During a UPS strike while Ben Carruthers was working there, he needed a way to make some additional money while attending college. He started mowing lawns and quickly found that he liked the outdoor work. In fact, he enjoyed it so much he decided to switch from a business major to horticulture. That ultimately led him to start his own business—Carruthers Landscape Management—and launch a decades-long career in the landscape industry.
Carruthers Landscape Management was born at a time when there were mostly only “mom and pop” type of companies and the opportunity was vast, says Carruthers. As a result, he built everything from the ground up. In fact, he admits he had never even seen a landscape bid before. But he found his way and built the company into the successful commercial landscaping company that it is today.
Carruthers Landscape Management
Headquarters: Dallas, Texas
Year founded: 1978
Client Mix: 100% commercial
Services Offered: 85% maintenance, 10% enhancements, 5% irrigation
Business Motto: To be the best landscapers we can be while taking care of our customers and our people.
What is your proudest moment in business?
For me, business has been made up of a series of good moments—not one single memory that sticks out as the best. Settling our first commercial account was a big deal. Early on, Carruthers Landscape Management did residential work, too. But we ultimately transitioned into only commercial. Signing our first customer that had multiple properties was also very exciting. Getting our warehouse and having our own building is another good memory.
What is your biggest business challenge and how do you deal with it?
The biggest challenge is definitely labor, and it’s because of all the unknowns. In the past, Carruthers Landscape Management utilized the H-2B program but the uncertainty with that program has made it challenging. We have jobs to sell but we don’t know how much to sell because we don’t know if we’ll have the labor. We’ve dealt with it by trying to improve our retention. When we hire great people, we want them to stay.
What motivates you on a Monday morning?
I love Monday mornings because there is always so much to do at the beginning of the week—and I enjoy that. I love running out of the door with my hair on fire which is exactly why I’m in the landscape business. There’s never a dull moment. Even back in the earlier days when clients were very stable, there was always something to keep you busy.
Who is your business mentor or idol?
I admire a lot of the big names in the industry. Dick Brickman, though I never met him, is definitely one who I admire for everything he did for this industry. I met Bob Grover and also believe he’s a great leader in this industry. I’m proud that we have an industry that has so many leaders like this. I’m proud to be able to call myself part of an industry that is made up of so many good people.
What is your favorite business book?
I’m currently reading “Delivering Knock Your Socks Off Service.” Additionally, I liked the “E-Myth” because it has a lot of good business principles.
What does it mean to you to be a landscape professional?

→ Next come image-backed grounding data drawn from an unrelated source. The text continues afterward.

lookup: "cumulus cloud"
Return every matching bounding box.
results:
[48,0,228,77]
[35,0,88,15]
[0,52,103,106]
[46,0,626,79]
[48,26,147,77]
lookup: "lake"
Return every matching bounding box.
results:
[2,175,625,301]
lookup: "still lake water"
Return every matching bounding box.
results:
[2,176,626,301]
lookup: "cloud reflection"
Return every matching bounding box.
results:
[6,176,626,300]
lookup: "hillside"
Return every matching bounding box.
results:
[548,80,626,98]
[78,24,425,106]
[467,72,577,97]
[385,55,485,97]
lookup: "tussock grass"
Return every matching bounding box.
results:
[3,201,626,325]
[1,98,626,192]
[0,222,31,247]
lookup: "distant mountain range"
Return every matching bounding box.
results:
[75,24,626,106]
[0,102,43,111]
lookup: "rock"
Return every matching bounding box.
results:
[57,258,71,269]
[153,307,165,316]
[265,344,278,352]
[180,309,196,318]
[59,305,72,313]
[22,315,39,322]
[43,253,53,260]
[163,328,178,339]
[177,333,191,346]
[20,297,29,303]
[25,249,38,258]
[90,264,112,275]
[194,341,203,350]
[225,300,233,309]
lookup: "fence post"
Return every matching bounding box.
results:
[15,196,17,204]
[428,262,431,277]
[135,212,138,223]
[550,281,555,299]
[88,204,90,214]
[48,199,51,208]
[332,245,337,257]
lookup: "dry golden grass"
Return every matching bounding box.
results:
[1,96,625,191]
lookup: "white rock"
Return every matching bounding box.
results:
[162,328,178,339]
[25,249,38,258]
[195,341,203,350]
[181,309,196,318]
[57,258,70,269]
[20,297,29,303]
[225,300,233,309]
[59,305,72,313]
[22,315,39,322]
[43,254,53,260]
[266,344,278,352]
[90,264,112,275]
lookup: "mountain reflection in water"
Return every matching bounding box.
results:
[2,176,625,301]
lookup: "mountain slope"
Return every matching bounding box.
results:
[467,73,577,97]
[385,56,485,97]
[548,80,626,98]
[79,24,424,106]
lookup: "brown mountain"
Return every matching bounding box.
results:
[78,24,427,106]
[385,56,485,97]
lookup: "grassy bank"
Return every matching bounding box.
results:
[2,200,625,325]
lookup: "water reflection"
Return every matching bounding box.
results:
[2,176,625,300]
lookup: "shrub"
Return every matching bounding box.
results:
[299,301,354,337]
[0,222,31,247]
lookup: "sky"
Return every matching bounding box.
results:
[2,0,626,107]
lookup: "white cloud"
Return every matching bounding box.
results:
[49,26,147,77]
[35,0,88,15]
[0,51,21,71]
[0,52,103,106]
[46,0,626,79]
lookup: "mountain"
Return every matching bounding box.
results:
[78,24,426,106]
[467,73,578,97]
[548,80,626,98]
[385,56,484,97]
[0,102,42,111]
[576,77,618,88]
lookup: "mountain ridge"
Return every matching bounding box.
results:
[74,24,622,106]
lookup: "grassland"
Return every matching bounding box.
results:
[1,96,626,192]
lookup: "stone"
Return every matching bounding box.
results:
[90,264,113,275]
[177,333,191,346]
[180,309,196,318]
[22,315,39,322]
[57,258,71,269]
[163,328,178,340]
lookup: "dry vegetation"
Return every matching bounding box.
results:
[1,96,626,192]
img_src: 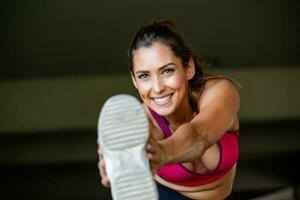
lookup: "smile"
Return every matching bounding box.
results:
[152,94,173,106]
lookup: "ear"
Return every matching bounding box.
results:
[186,58,195,80]
[131,72,138,89]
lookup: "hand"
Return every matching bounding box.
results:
[146,138,167,174]
[97,145,110,188]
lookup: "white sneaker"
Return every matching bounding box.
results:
[97,94,158,200]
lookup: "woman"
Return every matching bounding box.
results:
[98,20,240,200]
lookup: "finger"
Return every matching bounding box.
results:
[100,168,107,178]
[146,144,156,154]
[148,153,159,170]
[100,161,107,174]
[150,163,158,175]
[147,152,153,161]
[147,137,156,145]
[98,161,103,173]
[97,148,103,156]
[101,176,111,188]
[98,161,105,174]
[99,167,108,182]
[98,160,107,175]
[97,158,110,188]
[99,165,110,187]
[148,153,160,165]
[98,152,104,161]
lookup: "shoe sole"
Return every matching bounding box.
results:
[97,94,158,200]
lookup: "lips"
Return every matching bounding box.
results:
[152,94,173,106]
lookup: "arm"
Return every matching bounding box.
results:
[147,79,240,170]
[97,145,110,187]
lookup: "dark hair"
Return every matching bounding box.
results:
[128,20,238,113]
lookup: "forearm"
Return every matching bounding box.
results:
[158,123,209,165]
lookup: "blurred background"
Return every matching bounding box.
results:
[0,0,299,199]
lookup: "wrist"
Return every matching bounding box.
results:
[157,140,172,166]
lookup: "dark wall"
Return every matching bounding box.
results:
[1,0,299,79]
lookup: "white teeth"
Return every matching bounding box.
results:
[153,95,172,104]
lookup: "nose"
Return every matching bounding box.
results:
[152,76,165,93]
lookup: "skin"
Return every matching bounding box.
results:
[98,42,240,199]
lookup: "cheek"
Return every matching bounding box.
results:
[136,82,150,98]
[166,75,187,89]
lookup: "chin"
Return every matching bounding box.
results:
[152,108,171,116]
[150,101,176,117]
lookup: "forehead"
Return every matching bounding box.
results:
[132,42,181,71]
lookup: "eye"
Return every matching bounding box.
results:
[162,68,174,75]
[137,73,149,80]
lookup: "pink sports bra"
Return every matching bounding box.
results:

I think it means someone who is trained and educated in the field—or who built their career within this industry. It takes hard work and dedication. It’s about being more than just the guy-and-a-truck—even though, like many, that’s how I got my start. Above all, it’s about striving for more than that to become a true professional.
What does it mean to you to be an NALP member?
I’m a new NALP member and I’m really excited about it. When it was ALCA, I joined to be able to connect with other business owners. And that’s why I have rejoined today. You need to be able to have people who you can connect and share with—and it can’t be your employees. I’m excited to be able to connect with peers.
Where do you see your business in five years and where will you be?
I hope for Carruthers Landscape Management to be around $20 million in five years. We are in a period of growth right now. I still plan to be involved in the business, but I have a son who will ultimately take over. He is a finance major and brings a strong financial background to the business. We grew rapidly for a long time, but then I reached a point when I purposely wanted to slow growth. Now, with my son involved, we’re pushing for additional growth and it’s exciting. We’re in the process of redoing a lot of things and making an effort to keep up with this rapidly changing industry. I firmly believe if you don’t adapt and evolve, you’ll get left behind.